En la naturaleza, en los sucesos y acontecimientos, e incluso en nuestros propios sentimientos personales vemos multitud de contrastes, especialmente en los tiempos recientes. Todo eso es señal de la riqueza y complejidad de la vida, pero también de algo más profundo que le da sentido.

Mientras las hojas se amarillean y caen de los árboles, imprimiendo en bosques y parques una tonalidad entrañable, y los días se acortan en el hemisferio sur, sucede lo contrario en el Norte, donde la primavera hace florecer todo, imprime un nuevo resplandor y crecen las horas de luz. Contrastes de otro orden hemos vivido al ver arder la magnífica Iglesia de Notre Dame en París y el posterior compromiso de su reconstrucción, que ha unido personas y países en un fin común. O la conmoción ante los sangrientos atentados de Sri Lanka que dejaron cientos de muertos justo el día en que el mundo cristiano celebraba la Resurrección de Cristo, vencedor de la muerte o ante las diarias noticias de violencia en Chile. Todos estos contrastes parecieran un caos sin sentido que deja en el corazón muy mal sabor de boca. Sin embargo, también hay señales de que, al final, es la vida, el orden y la luz los que vencen, y eso da pie a la esperanza, pues siempre termina saliendo el sol.

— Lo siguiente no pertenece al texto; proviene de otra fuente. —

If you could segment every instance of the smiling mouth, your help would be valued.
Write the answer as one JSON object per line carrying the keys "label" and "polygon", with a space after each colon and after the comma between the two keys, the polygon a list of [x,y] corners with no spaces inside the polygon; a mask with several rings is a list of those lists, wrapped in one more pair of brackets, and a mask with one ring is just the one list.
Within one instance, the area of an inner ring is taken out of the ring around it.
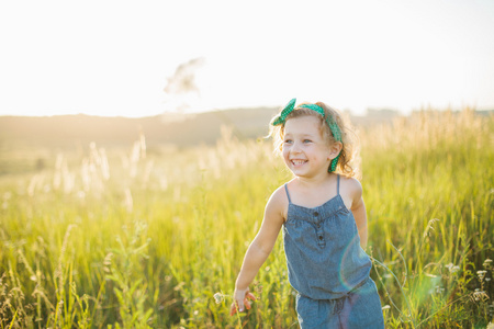
{"label": "smiling mouth", "polygon": [[305,162],[307,162],[307,160],[291,160],[293,166],[302,166]]}

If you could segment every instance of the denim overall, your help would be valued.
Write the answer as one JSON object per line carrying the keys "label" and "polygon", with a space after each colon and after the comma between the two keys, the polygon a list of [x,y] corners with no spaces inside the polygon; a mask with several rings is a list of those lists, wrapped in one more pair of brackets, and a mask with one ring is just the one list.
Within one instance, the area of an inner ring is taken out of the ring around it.
{"label": "denim overall", "polygon": [[339,195],[321,206],[293,204],[288,185],[284,252],[290,284],[299,292],[301,328],[384,328],[371,261],[360,247],[353,214]]}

Es cierto, en lo más profundo de nuestros corazones compartimos un deseo de vida, de luz, de felicidad y de vivir para siempre. Y es ciertamente algo que todos, de una u otra manera, sentimos en nuestro interior. Quisiéramos perpetuarnos y dejar un legado para siempre. Algunos lo reducen a los años que vivimos en la Tierra, mientras que otros dejan abierto el deseo de inmortalidad y buscan esa puerta a lo infinito. Y este, que es el más fuerte contraste -entre muerte y vida, oscuridad y luz- se da en un campo de batalla. Sí, los que hemos experimentado la partida de un ser querido, lo sabemos muy bien. Pero lo más hermoso es que ese deseo de inmortalidad que todos descubrimos porque responde a nuestra naturaleza espiritual, no queda sin respuesta sino que se le presenta una de gran claridad desde la filosofía y otra, especialmente, desde la revelación cristiana, la de Cristo. Se perfila así una victoria en esa batalla.

Desde la primera perspectiva y apoyándose en nuestra naturaleza racional, Santo Tomás de Aquino afirma que: “todo ser dotado de entendimiento desea naturalmente existir siempre: y, como el deseo natural no puede ser vano, de ahí se sigue que toda sustancia intelectual es inmortal” (Suma Teológica, Ia, q. 75, a. 6). Igual que el deseo de beber y de comer tiene sentido porque existe algo capaz de satisfacer nuestra sed y hambre, igual sucede con el deseo de inmortalidad: el deseo existe porque puede ser saciado.

Pero como esta respuesta no es tan fácil de conseguir, se nos regala otra más asequible: tanto que se dejó ver y palpar durante su existencia terrena en la persona de Jesús de Nazaret. Vino desde la eternidad para abrirnos definitivamente esa puerta, que no es otra que Él mismo. Y así, con su vida, muerte y Resurrección, y con su mensaje ha mostrado que la última palabra no la tiene la muerte sino la vida: una vida purificada a través de la cruz, sí, pero no una vida cualquiera sino una eterna. Esto les sonó tan extraño a sus seguidores que pensaron que todo había terminado en la cruz y no creyeron a quienes les decían que, tres días después,  lo habían visto resucitado con un cuerpo glorioso, hasta que lo vieron con sus propios ojos. Incluso uno de ellos, el apóstol Tomás, persistió en su incredulidad hasta que el mismo Cristo le hizo tocar sus llagas gloriosas. “Vio y creyó”. Y a través del testimonio de los que así lo percibieron, muchos han creído a lo largo de los siglos en Aquel que dijo de Sí mismo: “Yo soy la Resurrección y la Vida, quien crea en Mí, aunque muera, vivirá para siempre” (Jn 11, 25). Esta revelación de Jesucristo en el Evangelio no es mera teoría, sino que está avalada con su vida. Abre por eso unas perspectivas infinitas al dar un nuevo sentido a lo que sucede y vivimos, pues recuerda que esta vida no es la definitiva, sino que es preparación o antecámara para la definitiva, y por eso todo adquiere un valor de eternidad.

Definitivamente estos contrastes no son manifestación del caos sino de la batalla que se libra cada día en el corazón humano y que se hace eco en la sociedad, y cuya victoria final es la de la vida sobre la muerte.